Le norme antiriciclaggio proseguono il loro iter con il “parziale” plauso dei professionisti.

Lo schema di decreto legislativo (AC 389) che attua la direttiva Ue 2015/849, depositato il 25 febbraio alla Camera e assegnato alle Commissioni Giustizia e Finanze - che hanno tempo fino al 6 aprile - e, per un parere, alle Commissioni Bilancio e Politiche della Ue, ha in parte accolto i suggerimenti e le richieste delle professioni. Il confronto con le categorie sull’antiriciclaggio si è svolto il 15 febbraio scorso ed erano presenti, accanto al viceministro dell’Economia Luigi Casero e ai tecnici della Giustizia, il presidente del consiglio nazionale dei commercialisti Massimo Miani, il presidente dei Comitato unitario delle professioni e del Consiglio nazionale dei consulenti del lavoro Marina Calderone e i rappresentanti di avvocati e notai.

«Accogliamo con favore le modifiche apportate al testo - commenta Miani - l’abolizione del registro antiriciclaggio e l’eliminazione degli obblighi di registrazione vanno nella direzione della semplificazione da noi auspicata, così come il ripristino dell’esonero dall’adeguata verifica per le attività di redazione e trasmissione delle dichiarazioni fiscali». Secondo i commercialisti, però, il testo può essere ancora migliorato: «Nel corso dell’iter parlamentare del decreto - aggiunge Miani - ci impegneremo per ottenere un’ulteriore riduzione dell’importo minimo delle sanzioni previste per gli inadempimenti formali, pur essendo consapevoli dei limiti imposti dalla direttiva e dalla legge di delegazione europea».
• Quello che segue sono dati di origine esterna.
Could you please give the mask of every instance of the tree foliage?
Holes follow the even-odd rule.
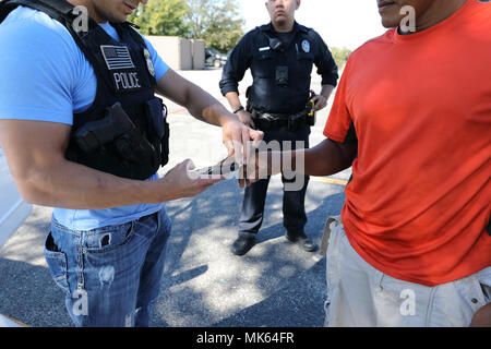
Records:
[[[243,36],[244,20],[237,0],[188,0],[190,37],[226,52]]]
[[[185,0],[151,0],[128,21],[139,25],[144,35],[187,36],[190,28],[183,19],[189,11]]]
[[[333,55],[334,61],[339,70],[345,67],[349,55],[351,55],[351,50],[349,48],[331,47],[330,51]]]
[[[200,38],[224,52],[236,46],[244,26],[238,0],[149,0],[128,21],[144,35]]]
E non è l’unica cosa che sta a cuore ai commercialisti. Nel testo depositato alle Camere non risulta infatti reinserito l’esonero degli obblighi antiriciclaggio per il collegio sindacale senza funzioni di revisione . «Il sindaco già svolge un’attività di vigilanza prevista dal Codice civile - spiega Miani - si tratterebbe, quindi, di un inutile aggravio che la norma attuale non prevede».

Per Marina Calderone «avere escluso gli adempimenti in materia di lavoro è stato un passaggio molto importante, così come essere intervenuti su diversi aspetti formali». E parlando di sanzioni Calderone sostiene: «ci devono essere e pesanti solo nei casi di acclarata partecipazione al reato; non certo per penalizzare chi invece collabora correttamente».